A: At the beginning of founding CLLCTIVLY in 2019, many people asked why the focus was on Black-led organizations. Then 2020 hit. There was a pandemic, and George Floyd, Breonna Taylor and Ahmaud Arbery were murdered. It was an aha moment for philanthropy and the corporate sector. They began to understand why I was funding Black-led organizations. 

I think the discouraging part of that is that it takes Black death to raise awareness and mobilize resources for systemic and structural issues. Unfortunately, when the media cycle goes away, the dollars normally go away too.

This work involves constantly raising money and telling the stories of Black-led organizations. It’s hard work, but it’s a blessing to get phone calls or texts of appreciation. Knowing that this money is impacting the work of those on the ground gives me the wind beneath my wings to keep going. 

Q: What do you want for the future of Baltimore’s Black community? 

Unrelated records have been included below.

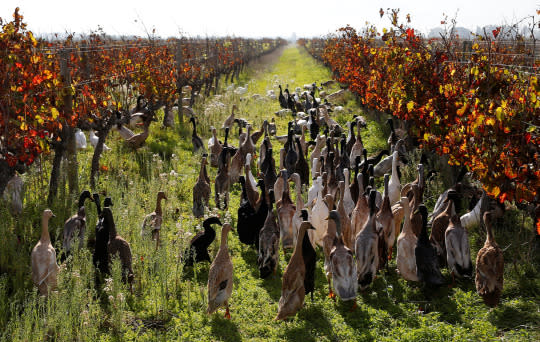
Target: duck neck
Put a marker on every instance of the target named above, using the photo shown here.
(300, 240)
(45, 229)
(299, 201)
(224, 235)
(82, 198)
(489, 237)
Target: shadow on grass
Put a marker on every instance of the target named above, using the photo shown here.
(314, 324)
(224, 329)
(506, 316)
(356, 318)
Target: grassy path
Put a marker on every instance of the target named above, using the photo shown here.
(170, 304)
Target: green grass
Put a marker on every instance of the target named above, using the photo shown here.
(169, 303)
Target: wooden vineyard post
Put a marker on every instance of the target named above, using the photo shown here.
(179, 84)
(67, 141)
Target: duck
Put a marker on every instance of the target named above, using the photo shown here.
(458, 252)
(198, 246)
(314, 127)
(293, 290)
(360, 213)
(489, 267)
(279, 185)
(315, 169)
(124, 132)
(385, 220)
(251, 183)
(419, 181)
(440, 224)
(152, 222)
(94, 140)
(473, 217)
(354, 187)
(100, 257)
(246, 212)
(261, 213)
(230, 119)
(285, 211)
(291, 157)
(345, 222)
(385, 165)
(255, 136)
(220, 277)
(343, 161)
(138, 140)
(215, 148)
(328, 243)
(320, 142)
(310, 257)
(80, 139)
(272, 129)
(268, 169)
(348, 202)
(118, 247)
(415, 202)
(196, 141)
(357, 148)
(406, 244)
(332, 183)
(427, 265)
(394, 185)
(297, 218)
(366, 247)
(302, 167)
(222, 183)
(201, 191)
(76, 224)
(44, 267)
(282, 99)
(351, 138)
(268, 257)
(319, 213)
(344, 273)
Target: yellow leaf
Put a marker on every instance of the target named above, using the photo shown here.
(410, 105)
(54, 113)
(498, 113)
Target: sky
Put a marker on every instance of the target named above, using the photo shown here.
(253, 18)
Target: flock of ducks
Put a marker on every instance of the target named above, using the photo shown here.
(108, 244)
(356, 226)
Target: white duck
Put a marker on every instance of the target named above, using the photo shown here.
(366, 247)
(44, 266)
(248, 171)
(348, 202)
(80, 139)
(315, 188)
(458, 253)
(297, 218)
(394, 186)
(94, 140)
(319, 213)
(406, 243)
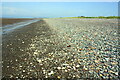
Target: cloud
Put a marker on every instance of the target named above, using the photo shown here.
(60, 0)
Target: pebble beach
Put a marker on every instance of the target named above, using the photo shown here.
(63, 48)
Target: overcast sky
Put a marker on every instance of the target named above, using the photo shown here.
(58, 9)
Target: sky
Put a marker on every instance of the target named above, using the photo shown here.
(58, 9)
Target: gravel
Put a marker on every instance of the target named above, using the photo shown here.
(71, 48)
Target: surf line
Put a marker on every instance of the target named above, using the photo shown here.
(9, 28)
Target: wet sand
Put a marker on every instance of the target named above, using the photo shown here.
(8, 21)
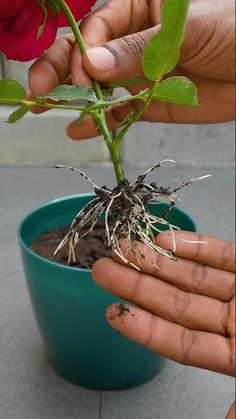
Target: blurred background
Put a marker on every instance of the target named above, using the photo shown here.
(43, 141)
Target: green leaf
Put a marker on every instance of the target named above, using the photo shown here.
(72, 93)
(105, 103)
(18, 114)
(11, 91)
(45, 15)
(127, 83)
(179, 90)
(163, 50)
(54, 7)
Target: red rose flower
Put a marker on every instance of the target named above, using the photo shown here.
(10, 8)
(20, 21)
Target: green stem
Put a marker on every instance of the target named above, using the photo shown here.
(135, 117)
(99, 116)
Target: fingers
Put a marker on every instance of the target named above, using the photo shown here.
(162, 299)
(199, 349)
(214, 252)
(216, 104)
(120, 59)
(112, 21)
(185, 272)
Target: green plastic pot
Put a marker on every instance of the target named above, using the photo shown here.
(69, 308)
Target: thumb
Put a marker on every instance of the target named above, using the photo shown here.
(119, 59)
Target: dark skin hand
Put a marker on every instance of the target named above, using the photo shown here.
(184, 311)
(123, 27)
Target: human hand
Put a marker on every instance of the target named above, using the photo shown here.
(124, 27)
(185, 310)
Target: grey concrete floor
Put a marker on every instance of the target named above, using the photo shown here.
(29, 388)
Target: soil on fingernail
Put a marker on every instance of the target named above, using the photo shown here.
(121, 310)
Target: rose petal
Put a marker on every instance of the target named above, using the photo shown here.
(19, 40)
(9, 8)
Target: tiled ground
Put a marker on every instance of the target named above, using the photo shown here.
(29, 389)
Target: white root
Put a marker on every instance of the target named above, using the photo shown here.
(125, 214)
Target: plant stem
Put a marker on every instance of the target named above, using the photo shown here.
(135, 117)
(99, 116)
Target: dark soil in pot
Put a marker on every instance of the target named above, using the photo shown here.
(87, 252)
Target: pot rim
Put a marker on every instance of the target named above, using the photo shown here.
(55, 201)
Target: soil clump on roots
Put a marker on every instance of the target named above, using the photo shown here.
(126, 215)
(87, 252)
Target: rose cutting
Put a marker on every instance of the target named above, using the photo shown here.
(27, 29)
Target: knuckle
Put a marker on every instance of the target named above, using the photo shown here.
(181, 304)
(199, 274)
(188, 339)
(137, 286)
(150, 336)
(130, 46)
(228, 253)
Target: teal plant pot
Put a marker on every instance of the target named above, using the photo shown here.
(69, 308)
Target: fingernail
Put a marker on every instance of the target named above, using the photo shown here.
(101, 58)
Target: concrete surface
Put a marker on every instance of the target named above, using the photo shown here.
(29, 388)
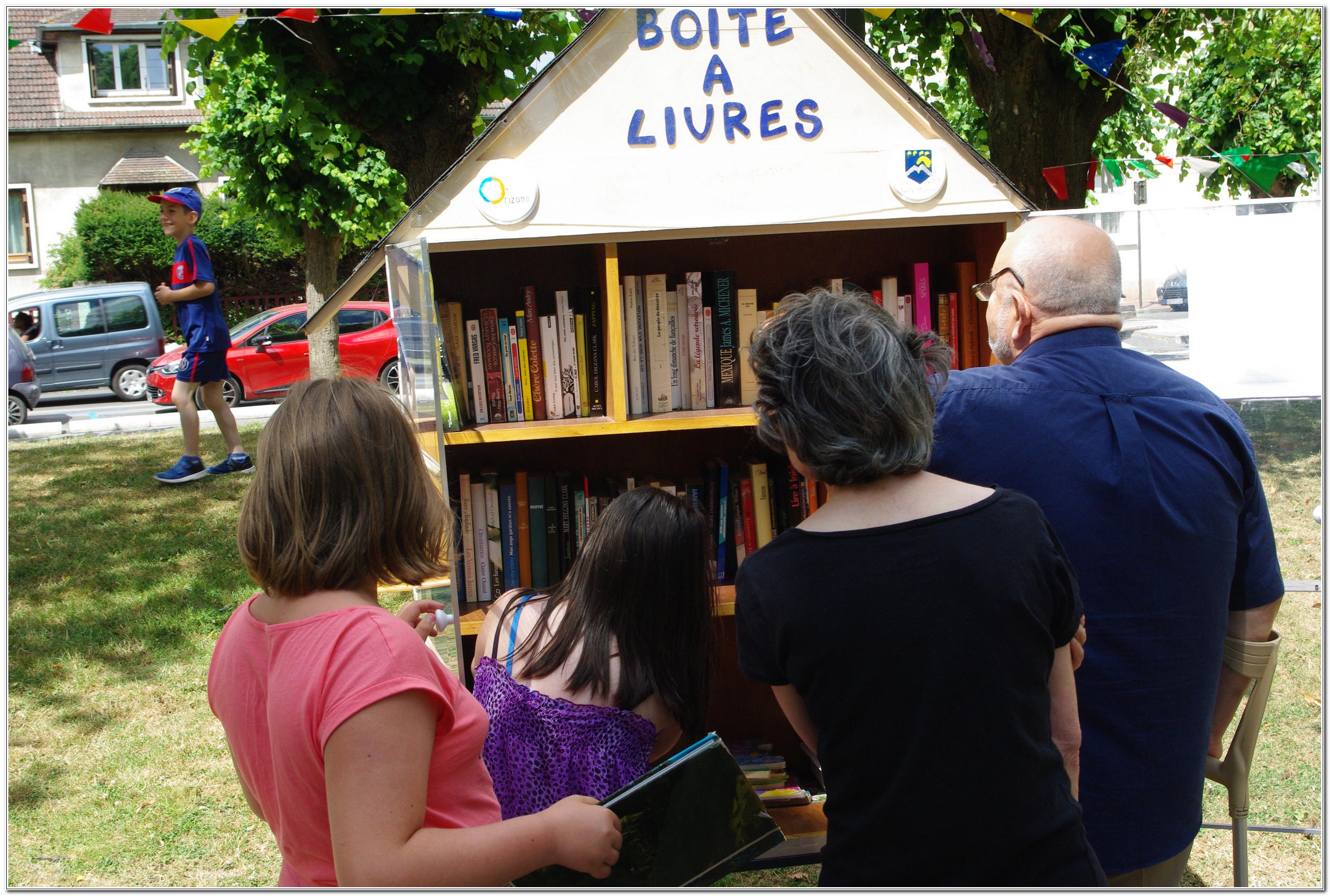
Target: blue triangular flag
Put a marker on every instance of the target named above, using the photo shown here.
(1102, 56)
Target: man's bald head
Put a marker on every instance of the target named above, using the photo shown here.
(1070, 267)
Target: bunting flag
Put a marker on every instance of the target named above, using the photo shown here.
(1174, 113)
(1101, 57)
(211, 28)
(98, 20)
(1056, 178)
(1144, 166)
(1023, 16)
(983, 51)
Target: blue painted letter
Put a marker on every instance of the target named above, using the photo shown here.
(743, 16)
(679, 35)
(770, 116)
(648, 32)
(688, 120)
(804, 111)
(734, 115)
(635, 131)
(716, 72)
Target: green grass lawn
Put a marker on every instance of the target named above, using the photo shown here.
(119, 774)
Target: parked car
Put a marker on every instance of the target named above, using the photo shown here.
(269, 353)
(93, 335)
(25, 389)
(1174, 293)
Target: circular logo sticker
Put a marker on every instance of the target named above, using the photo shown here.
(506, 193)
(917, 175)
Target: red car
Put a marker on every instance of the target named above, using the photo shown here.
(269, 353)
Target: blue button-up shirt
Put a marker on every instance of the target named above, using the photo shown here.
(1151, 485)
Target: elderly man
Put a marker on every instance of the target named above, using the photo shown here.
(1151, 485)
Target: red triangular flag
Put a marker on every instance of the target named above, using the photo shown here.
(98, 20)
(1056, 178)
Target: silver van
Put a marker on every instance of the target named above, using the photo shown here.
(92, 335)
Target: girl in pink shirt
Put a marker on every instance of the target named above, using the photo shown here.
(350, 738)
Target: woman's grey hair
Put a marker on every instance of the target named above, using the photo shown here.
(847, 389)
(1070, 267)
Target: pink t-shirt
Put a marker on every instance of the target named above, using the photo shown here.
(280, 692)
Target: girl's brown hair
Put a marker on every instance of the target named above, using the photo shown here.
(341, 495)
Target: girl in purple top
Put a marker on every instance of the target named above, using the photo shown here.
(588, 684)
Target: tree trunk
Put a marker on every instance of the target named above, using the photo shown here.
(1038, 116)
(321, 258)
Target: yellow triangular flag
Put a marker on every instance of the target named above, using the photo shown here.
(1023, 16)
(213, 28)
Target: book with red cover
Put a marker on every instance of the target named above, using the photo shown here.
(494, 365)
(534, 357)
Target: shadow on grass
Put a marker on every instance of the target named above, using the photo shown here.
(111, 570)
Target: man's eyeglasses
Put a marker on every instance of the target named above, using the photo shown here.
(985, 292)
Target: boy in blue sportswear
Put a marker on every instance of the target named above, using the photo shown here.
(194, 289)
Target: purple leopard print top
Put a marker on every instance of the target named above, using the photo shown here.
(542, 749)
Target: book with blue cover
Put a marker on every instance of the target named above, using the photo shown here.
(688, 822)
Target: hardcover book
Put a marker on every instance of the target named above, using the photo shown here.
(524, 342)
(494, 365)
(494, 534)
(595, 359)
(535, 353)
(657, 343)
(509, 528)
(479, 402)
(719, 296)
(688, 822)
(523, 485)
(696, 341)
(467, 534)
(676, 394)
(583, 391)
(748, 323)
(923, 314)
(550, 367)
(567, 353)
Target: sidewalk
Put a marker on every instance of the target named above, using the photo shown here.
(131, 423)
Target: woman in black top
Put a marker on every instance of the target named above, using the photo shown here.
(917, 631)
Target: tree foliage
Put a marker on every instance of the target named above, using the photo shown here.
(1251, 75)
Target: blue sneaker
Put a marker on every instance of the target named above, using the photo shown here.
(233, 464)
(187, 470)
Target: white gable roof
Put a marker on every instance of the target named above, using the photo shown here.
(571, 132)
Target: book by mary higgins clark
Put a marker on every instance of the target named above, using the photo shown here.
(690, 820)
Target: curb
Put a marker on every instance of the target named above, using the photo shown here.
(131, 423)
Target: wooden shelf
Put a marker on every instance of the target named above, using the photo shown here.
(474, 614)
(637, 423)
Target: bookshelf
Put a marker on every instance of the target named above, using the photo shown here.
(782, 212)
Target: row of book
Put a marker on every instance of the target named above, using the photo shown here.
(526, 531)
(524, 366)
(768, 774)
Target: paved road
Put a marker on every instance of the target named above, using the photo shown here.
(86, 405)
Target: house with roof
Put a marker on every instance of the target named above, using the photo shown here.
(90, 112)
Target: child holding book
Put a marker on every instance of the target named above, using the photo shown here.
(350, 738)
(589, 682)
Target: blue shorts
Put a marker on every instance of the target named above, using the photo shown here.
(204, 367)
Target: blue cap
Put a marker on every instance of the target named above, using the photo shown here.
(184, 196)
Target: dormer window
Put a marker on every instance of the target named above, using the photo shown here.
(131, 69)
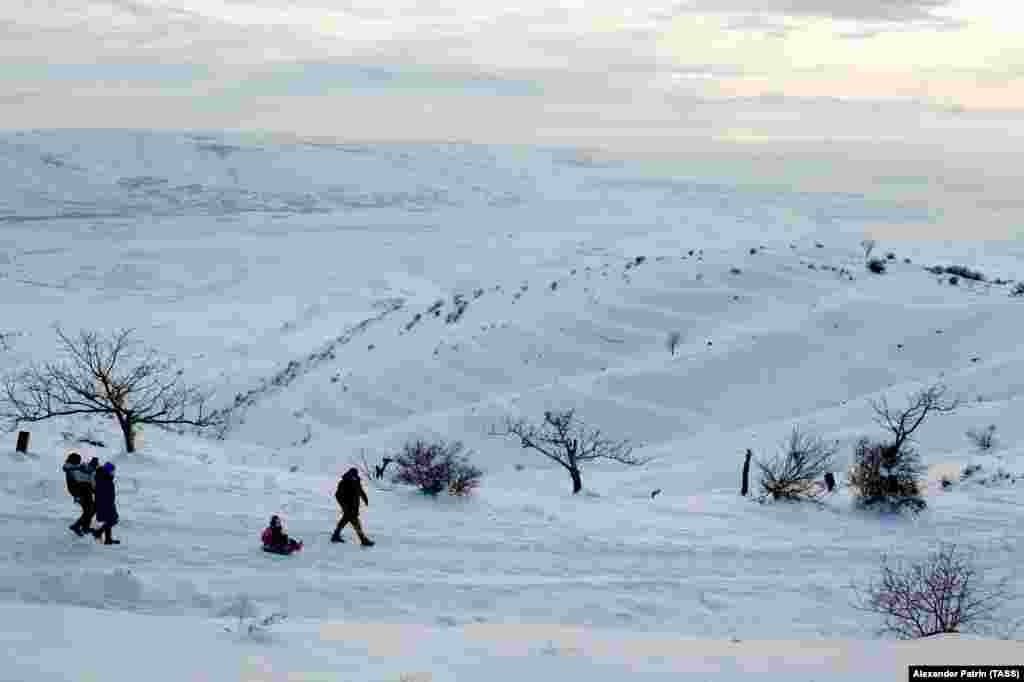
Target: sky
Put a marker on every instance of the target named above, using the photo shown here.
(650, 75)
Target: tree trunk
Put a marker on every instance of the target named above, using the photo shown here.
(128, 428)
(744, 484)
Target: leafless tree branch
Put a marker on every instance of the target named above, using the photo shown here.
(111, 376)
(562, 438)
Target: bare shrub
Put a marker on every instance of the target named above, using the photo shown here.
(868, 247)
(562, 438)
(110, 377)
(942, 594)
(902, 423)
(960, 270)
(795, 472)
(672, 341)
(435, 466)
(983, 439)
(888, 475)
(887, 478)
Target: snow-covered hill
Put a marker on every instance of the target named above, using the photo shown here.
(351, 297)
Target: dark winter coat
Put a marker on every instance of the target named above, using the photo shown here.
(80, 479)
(349, 492)
(107, 510)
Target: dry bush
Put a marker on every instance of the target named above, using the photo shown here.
(564, 439)
(887, 477)
(796, 472)
(983, 439)
(672, 341)
(943, 594)
(436, 466)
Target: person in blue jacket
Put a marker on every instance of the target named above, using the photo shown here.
(107, 509)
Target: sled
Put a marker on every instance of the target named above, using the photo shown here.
(284, 551)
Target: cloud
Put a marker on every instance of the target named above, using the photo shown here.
(308, 79)
(897, 11)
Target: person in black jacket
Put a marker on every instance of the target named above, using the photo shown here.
(348, 494)
(80, 483)
(107, 510)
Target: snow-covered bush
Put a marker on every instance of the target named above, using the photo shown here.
(877, 265)
(983, 439)
(886, 476)
(960, 270)
(248, 623)
(889, 474)
(796, 472)
(565, 439)
(942, 594)
(435, 466)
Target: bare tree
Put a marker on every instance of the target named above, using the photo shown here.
(672, 341)
(794, 473)
(942, 594)
(564, 439)
(109, 376)
(902, 423)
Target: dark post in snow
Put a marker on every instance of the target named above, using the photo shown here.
(747, 473)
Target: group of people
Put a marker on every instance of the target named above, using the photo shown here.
(92, 487)
(348, 495)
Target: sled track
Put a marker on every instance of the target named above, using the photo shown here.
(297, 369)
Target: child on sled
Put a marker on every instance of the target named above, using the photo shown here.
(276, 541)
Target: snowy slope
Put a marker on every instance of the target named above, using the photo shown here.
(299, 280)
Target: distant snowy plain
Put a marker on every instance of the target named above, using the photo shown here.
(300, 278)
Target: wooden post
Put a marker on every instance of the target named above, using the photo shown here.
(747, 473)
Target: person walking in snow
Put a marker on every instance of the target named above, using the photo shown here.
(107, 509)
(80, 485)
(348, 494)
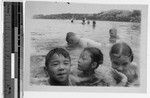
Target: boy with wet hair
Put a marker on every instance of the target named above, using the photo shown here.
(90, 59)
(121, 56)
(113, 35)
(57, 65)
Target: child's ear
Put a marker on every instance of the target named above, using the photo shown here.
(94, 65)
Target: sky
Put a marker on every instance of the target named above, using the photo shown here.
(47, 8)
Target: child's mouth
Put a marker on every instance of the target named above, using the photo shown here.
(61, 74)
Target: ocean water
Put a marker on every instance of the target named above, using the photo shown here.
(46, 34)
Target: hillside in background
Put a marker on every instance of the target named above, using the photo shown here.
(111, 15)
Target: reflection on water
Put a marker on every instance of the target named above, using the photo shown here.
(46, 34)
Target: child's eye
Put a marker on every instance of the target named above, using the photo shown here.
(55, 64)
(66, 63)
(124, 64)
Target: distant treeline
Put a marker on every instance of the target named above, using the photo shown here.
(112, 15)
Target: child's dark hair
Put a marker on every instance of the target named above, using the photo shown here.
(121, 49)
(69, 34)
(58, 51)
(96, 55)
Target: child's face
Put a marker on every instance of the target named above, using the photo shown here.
(84, 62)
(59, 68)
(120, 63)
(113, 33)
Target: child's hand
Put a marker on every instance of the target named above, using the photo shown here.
(131, 74)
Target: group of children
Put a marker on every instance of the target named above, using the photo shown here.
(121, 73)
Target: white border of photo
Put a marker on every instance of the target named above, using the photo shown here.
(143, 49)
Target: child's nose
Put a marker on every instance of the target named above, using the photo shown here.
(120, 68)
(61, 67)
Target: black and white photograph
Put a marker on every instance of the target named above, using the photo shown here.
(84, 45)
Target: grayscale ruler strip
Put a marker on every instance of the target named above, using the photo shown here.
(13, 46)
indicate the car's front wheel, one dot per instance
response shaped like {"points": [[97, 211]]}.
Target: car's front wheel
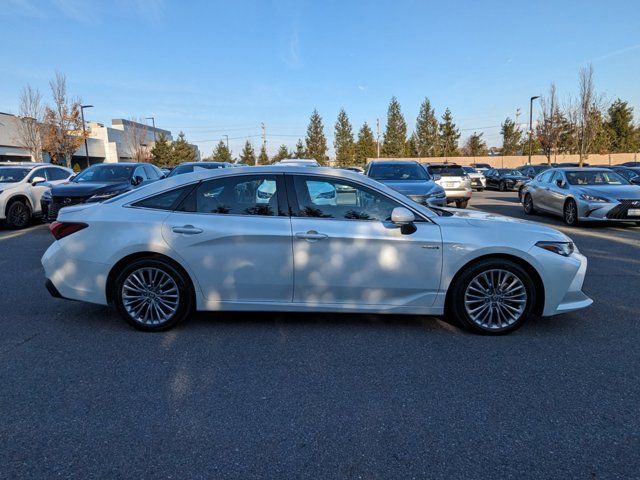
{"points": [[18, 215], [153, 295], [492, 297]]}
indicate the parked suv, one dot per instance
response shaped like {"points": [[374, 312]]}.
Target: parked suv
{"points": [[455, 182], [22, 186], [98, 183], [410, 179]]}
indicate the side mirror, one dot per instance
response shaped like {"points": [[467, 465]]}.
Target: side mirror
{"points": [[402, 216]]}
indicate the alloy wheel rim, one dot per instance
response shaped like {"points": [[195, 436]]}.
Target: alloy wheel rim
{"points": [[495, 299], [150, 296], [18, 214]]}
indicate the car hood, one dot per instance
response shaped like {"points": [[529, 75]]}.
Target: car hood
{"points": [[491, 220], [516, 177], [408, 187], [613, 192], [84, 189]]}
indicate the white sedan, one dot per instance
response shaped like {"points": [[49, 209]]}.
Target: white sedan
{"points": [[203, 241]]}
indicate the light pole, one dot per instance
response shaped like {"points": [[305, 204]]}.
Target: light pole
{"points": [[84, 133], [153, 122], [531, 123]]}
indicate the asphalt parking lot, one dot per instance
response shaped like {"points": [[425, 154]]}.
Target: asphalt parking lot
{"points": [[321, 396]]}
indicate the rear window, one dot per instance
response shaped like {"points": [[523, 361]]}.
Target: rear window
{"points": [[446, 170]]}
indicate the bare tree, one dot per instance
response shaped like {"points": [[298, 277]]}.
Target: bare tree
{"points": [[63, 132], [588, 104], [30, 112], [135, 140], [550, 126]]}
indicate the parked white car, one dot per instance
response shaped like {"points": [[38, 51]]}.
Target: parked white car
{"points": [[164, 250], [22, 186]]}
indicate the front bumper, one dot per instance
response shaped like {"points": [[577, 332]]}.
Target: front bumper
{"points": [[609, 212]]}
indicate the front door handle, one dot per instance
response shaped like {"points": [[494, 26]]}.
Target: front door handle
{"points": [[311, 236], [187, 230]]}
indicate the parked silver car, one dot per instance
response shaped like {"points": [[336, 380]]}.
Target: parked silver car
{"points": [[583, 194], [410, 179]]}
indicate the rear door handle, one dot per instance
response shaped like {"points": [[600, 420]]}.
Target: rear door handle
{"points": [[311, 236], [187, 230]]}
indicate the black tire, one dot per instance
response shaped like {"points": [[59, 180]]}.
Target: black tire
{"points": [[527, 205], [184, 303], [18, 215], [458, 291], [570, 213]]}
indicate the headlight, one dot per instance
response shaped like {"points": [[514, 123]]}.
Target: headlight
{"points": [[592, 198], [561, 248], [99, 197]]}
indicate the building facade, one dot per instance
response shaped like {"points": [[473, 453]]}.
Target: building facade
{"points": [[117, 142]]}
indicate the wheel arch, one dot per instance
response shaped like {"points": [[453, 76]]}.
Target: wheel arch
{"points": [[123, 262], [538, 306]]}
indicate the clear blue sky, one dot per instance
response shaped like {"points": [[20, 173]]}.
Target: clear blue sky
{"points": [[213, 68]]}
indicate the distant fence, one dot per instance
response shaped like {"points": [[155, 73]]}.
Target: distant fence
{"points": [[511, 161]]}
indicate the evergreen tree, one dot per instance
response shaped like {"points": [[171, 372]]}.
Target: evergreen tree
{"points": [[343, 142], [511, 137], [182, 151], [448, 136], [263, 158], [300, 151], [248, 154], [426, 134], [283, 152], [475, 146], [624, 137], [365, 146], [395, 135], [221, 153], [162, 151], [315, 141]]}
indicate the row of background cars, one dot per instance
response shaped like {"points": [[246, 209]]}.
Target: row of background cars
{"points": [[30, 190]]}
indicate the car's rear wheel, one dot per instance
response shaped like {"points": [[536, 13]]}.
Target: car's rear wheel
{"points": [[492, 297], [18, 214], [153, 295], [570, 212], [527, 204]]}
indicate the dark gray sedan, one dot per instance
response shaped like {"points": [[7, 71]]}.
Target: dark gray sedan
{"points": [[583, 194], [410, 179]]}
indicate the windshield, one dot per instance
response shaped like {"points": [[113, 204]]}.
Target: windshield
{"points": [[105, 173], [446, 170], [398, 171], [12, 174], [597, 177]]}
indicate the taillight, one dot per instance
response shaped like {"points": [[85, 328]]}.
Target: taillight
{"points": [[63, 229]]}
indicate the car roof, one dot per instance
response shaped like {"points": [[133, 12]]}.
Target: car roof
{"points": [[206, 174]]}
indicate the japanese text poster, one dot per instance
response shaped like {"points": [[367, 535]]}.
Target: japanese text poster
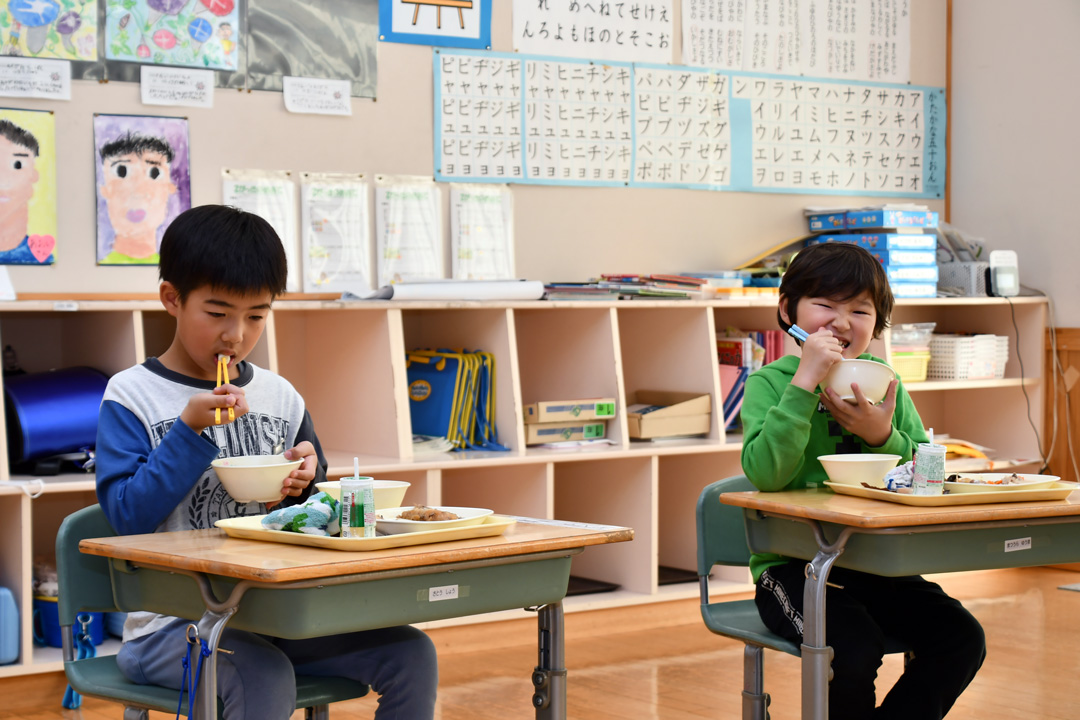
{"points": [[842, 39], [408, 223], [271, 194], [630, 31], [200, 34], [143, 184], [482, 231], [336, 241], [27, 187]]}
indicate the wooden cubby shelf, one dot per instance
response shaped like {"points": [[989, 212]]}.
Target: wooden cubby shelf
{"points": [[349, 362]]}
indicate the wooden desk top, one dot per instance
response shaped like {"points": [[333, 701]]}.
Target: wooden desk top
{"points": [[214, 553], [827, 506]]}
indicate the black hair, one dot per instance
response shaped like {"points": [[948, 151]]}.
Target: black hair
{"points": [[837, 271], [134, 143], [223, 247], [19, 136]]}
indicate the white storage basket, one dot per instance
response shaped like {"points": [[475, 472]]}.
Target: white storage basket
{"points": [[968, 356]]}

A: For me, this work is all about self-determination. It’s about the ability for groups to decide what they want for themselves. One of the reasons why we’re supporting and funding Black-led organizations is because often those most proximate to the problems are not seen as experts. We want to shift the center of gravity and put it on those who are on the ground and in the community. 

We understand that there is Black genius within our communities. We want to make sure that Black people have the resources to be self-determined and to make the decisions they want to better their neighborhoods and communities. 

Megan Sayles is a Report For America corps member.